CPU Board
The CPU board has a CPU (a Zilog Z-80), an Intel 8259 interrupt controller, and some glue chips for the memory logic.
The Z-80 was based on the Intel 8080. It added enough features that several late-70's computers were based on it, including the TRS-80 line. It's available now for just a few dollars.
The Z-80 has only one interrupt pin. It's often useful to have several different interrupting devices, each having different priorities. The 8259 has four interrupt pins (IRQ0 through IRQ3 on the bus). It arbitrates incoming interrupts, funneling them to the Z-80's only interrupt pin. It also puts the number of the interrupting device on the Z-80's data bus.
The CPU has four pins that control memory and I/O: memory request (/MREQ), I/O request (/IOREQ), reading (/RD), and writing (/WR). We figured that a more useful version of these (for the other boards) would be memory read, memory write, I/O read, and I/O write. For example the memory board would only have to decode the “memory read” bus line instead of needing to combine /MREQ and /RD with extra glue logic. It turns out that this was a bad idea. See the /MREQ line on the system bus page for details of this mistake. Don't go second-guessing real hardware designers.

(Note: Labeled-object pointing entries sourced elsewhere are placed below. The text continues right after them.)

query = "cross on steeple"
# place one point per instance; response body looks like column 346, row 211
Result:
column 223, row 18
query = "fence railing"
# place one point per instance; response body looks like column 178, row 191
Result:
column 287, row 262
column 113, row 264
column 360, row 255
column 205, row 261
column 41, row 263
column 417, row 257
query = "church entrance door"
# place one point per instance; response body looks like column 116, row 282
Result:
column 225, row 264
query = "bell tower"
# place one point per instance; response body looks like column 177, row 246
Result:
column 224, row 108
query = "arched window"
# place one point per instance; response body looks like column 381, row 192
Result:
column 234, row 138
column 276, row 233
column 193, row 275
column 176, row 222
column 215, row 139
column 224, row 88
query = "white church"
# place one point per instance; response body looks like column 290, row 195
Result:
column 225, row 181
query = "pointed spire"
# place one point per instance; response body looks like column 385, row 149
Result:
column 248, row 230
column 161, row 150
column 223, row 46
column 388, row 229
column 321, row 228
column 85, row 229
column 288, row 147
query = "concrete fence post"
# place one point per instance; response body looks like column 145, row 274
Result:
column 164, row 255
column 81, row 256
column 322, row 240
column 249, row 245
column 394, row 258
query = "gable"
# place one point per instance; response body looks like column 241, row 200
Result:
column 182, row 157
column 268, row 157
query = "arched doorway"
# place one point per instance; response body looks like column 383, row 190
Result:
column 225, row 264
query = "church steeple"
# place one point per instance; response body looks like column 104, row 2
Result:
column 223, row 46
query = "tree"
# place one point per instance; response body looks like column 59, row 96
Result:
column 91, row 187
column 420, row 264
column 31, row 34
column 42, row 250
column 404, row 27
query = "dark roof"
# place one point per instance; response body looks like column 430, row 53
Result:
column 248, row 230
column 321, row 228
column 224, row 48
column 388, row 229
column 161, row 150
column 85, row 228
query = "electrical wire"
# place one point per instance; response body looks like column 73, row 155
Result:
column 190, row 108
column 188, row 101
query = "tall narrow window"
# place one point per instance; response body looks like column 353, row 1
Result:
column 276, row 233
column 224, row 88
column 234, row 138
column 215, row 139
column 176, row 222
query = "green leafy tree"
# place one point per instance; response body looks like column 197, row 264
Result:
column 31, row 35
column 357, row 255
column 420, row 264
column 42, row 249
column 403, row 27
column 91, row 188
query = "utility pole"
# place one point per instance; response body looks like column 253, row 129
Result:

The CPU board is the only board that we made twice. We had prototyped (in a breadboard) the CPU and glue logic, but had never tried the 8259. We figured it was straightforward enough, and went ahead and made the PC board directly from design. Bugs in interrupt hardware can be some of the hardest to find, since it's virtually impossible to single-step through the events. We fought with flaky interrupts for the better part of a year before building a very cool logic analyzer (a few chips that piped wires' values into a PC's printer port). We then instantly found our mistake. Another testimony to the value of debugging tools.
We had misread the specs of the 8259. We thought that it latched interrupts, and in fact it doesn't. We had to redesign the whole board to get around this problem. A few other mistakes and problems with the CPU board (missing pull-up resistors, missing inverters, bad socket for one of the glue chips) made this the most painful board to get running right. For example, the problem with the bad socket was such that the chip's pin didn't connect with the socket, except if a voltmeter probe was pushing on the pin.